Perhaps the fact that the preceding sentence counts as something of an accomplishment is a good indicator of the low bar MJ has set in his reign as team owner.
Outside of an impressive 2009-10 season that resulted in the organization's only playoff berth, there's been almost nothing to enjoy about the Bobcats. For example, two years ago, they posted the NBA's worst offensive and defensive ratings, per NBA.com, an ignominious dual accomplishment that'll forever be known as "Bobcatting."
Last season, they still had the NBA's most porous defense. But at least they improved their offensive rating to 28th in the league. Baby steps, right?
Despite a recent history of utterly terrible play, there have been signs of real change this season. A remarkable defensive turnaround is easily the biggest. At present, Charlotte is allowing just 97.9 points per 100 possessions, the third-best rating in the league, per NBA.com.

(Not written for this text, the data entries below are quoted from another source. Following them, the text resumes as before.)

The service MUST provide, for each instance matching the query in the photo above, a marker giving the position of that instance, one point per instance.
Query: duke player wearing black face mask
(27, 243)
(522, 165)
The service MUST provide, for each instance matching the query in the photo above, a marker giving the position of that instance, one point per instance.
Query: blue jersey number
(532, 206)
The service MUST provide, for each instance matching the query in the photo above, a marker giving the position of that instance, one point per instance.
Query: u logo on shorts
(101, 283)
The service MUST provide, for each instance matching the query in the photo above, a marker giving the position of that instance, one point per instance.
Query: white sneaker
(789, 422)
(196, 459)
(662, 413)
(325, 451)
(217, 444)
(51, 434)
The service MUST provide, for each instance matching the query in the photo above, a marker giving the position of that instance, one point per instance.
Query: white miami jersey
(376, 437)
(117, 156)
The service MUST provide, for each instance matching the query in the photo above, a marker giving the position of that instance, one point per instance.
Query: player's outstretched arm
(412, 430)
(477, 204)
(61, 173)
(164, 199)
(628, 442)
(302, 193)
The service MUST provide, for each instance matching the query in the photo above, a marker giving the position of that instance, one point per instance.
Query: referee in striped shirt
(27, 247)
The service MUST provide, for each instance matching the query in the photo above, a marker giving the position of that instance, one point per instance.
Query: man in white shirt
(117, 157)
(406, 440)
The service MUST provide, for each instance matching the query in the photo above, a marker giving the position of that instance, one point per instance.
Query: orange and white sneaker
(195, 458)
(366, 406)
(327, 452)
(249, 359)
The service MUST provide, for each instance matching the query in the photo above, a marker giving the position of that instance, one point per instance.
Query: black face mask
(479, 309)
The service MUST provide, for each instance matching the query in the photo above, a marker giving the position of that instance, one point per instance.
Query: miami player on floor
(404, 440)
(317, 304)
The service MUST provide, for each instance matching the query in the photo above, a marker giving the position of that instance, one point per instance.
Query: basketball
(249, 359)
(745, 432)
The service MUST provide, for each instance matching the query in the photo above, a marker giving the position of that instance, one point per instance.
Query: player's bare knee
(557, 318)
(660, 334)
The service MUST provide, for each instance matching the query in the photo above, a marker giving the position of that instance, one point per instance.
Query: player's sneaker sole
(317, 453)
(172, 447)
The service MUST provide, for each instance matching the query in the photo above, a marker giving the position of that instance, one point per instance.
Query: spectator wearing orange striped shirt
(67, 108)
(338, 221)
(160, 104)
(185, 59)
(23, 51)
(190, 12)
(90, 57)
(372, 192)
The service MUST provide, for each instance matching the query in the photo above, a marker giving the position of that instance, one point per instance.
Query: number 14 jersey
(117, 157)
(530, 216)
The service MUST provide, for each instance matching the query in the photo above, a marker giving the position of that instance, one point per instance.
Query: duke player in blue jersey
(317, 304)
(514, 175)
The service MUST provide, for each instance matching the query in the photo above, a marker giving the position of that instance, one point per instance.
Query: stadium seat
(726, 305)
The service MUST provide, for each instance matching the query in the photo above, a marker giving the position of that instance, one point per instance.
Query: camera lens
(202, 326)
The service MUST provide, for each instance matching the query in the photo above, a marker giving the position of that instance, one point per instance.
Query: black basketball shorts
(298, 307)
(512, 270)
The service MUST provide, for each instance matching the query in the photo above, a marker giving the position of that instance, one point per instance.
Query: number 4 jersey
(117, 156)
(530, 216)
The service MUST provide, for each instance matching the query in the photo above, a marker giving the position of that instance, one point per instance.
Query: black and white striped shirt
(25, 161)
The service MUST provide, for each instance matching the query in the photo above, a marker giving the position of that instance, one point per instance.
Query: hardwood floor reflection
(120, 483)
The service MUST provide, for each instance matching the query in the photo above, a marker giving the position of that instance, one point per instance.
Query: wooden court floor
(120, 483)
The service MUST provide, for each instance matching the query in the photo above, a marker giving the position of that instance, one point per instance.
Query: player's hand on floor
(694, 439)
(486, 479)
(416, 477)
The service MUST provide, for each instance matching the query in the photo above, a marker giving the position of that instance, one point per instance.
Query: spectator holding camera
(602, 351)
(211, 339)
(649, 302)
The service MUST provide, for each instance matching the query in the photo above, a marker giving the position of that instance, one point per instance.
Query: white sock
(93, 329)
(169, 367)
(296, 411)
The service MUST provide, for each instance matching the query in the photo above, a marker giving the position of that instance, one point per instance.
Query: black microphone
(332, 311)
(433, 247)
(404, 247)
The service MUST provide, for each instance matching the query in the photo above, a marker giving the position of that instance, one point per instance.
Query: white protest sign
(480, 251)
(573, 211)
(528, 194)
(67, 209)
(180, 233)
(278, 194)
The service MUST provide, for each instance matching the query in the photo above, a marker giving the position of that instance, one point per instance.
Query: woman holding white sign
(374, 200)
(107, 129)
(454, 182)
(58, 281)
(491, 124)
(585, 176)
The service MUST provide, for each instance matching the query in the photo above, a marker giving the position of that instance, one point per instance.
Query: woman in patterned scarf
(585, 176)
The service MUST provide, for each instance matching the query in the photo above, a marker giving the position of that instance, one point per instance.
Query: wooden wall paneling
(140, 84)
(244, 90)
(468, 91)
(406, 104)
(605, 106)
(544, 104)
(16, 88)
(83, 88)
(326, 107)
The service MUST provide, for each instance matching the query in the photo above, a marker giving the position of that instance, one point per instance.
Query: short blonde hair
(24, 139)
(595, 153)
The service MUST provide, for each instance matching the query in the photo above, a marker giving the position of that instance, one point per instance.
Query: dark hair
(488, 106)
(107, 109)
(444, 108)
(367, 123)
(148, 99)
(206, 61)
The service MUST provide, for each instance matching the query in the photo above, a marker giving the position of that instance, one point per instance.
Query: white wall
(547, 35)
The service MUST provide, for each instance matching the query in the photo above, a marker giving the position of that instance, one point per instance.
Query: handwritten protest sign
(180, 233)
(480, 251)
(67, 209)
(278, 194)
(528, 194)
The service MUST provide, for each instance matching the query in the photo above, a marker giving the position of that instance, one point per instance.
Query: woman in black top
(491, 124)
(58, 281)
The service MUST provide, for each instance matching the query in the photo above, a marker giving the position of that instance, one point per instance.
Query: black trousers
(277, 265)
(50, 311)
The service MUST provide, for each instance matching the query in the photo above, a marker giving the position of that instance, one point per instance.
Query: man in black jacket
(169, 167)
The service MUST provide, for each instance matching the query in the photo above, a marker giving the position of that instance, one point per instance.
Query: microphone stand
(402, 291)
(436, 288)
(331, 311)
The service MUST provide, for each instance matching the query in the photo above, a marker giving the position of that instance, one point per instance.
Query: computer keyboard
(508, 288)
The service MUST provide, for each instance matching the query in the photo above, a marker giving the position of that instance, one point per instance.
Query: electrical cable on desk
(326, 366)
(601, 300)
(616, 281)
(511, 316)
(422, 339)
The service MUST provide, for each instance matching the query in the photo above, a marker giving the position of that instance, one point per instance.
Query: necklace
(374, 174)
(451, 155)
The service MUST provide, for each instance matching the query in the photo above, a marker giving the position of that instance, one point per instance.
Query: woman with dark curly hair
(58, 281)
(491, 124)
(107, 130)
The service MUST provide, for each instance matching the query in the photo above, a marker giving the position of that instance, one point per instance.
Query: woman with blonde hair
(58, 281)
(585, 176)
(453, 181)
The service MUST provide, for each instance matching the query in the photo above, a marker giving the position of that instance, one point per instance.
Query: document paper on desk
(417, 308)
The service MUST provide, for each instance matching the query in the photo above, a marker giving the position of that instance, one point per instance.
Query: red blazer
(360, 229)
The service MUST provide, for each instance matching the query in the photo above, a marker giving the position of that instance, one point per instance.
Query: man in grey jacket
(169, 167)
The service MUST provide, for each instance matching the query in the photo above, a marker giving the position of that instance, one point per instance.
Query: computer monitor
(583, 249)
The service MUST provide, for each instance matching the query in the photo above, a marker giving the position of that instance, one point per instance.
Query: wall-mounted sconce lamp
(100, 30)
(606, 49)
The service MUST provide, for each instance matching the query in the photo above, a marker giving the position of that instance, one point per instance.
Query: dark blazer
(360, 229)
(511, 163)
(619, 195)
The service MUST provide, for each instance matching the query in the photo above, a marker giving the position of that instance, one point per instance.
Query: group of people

Take it away, Grantland's Danny Chau:
This is crazy; it's crazier still when you remember the Bobcats were the absolute worst defense in the league last year, and that the only major change made to the roster was adding a plodding, score-first big man with a nonexistent defensive rep.
Al Jefferson is the man to whom Chau refers, and he's actually been playing some pretty good defense for the first time in his NBA career.
Head coach Steve Clifford is the reason why.
Brought in over the summer after spending the 2012-13 season with the Los Angeles Lakers, Clifford has bounced around the league since the 2000-01 season. He got his first assistant's gig with Jeff Van Gundy's New York Knicks, then followed the head coach to Houston. Later, he worked under Stan Van Gundy with the Orlando Magic.
Based on his pedigree, there shouldn't be any questions about the source of his hard-nosed demeanor and "defend, or else" mandate.
Clifford's not just a guy who fell out of the Van Gundy coaching tree, though. He's also a forward thinker who has successfully married stern principles with cutting-edge ideas.
He's not a member of the old guard who shies away from numbers. On the contrary, Clifford is a coach who understands that ignoring new methods of evaluation is the quickest way to put a team at a disadvantage.
At the same time, he's not afraid to set strict rules and enforce them.
It's not easy to do what Clifford has done, especially with an organization that hasn't exactly fostered a winning culture.
This brings us back to Jordan, who has deservedly taken heat for his fickle decisions and perceived detachment from the franchise's day-to-day operations. Maybe he didn't have much to do with Clifford's hire. Maybe he was playing golf in the Bahamas when general manager Rich Cho and president of basketball operations Rod Higgins pulled the trigger on Clifford's hiring.
We can't know for sure.
But if we're going to blame Jordan for the Bobcats' myriad failures (which we do all the time), we have to give him credit for what appears to be a rousing success.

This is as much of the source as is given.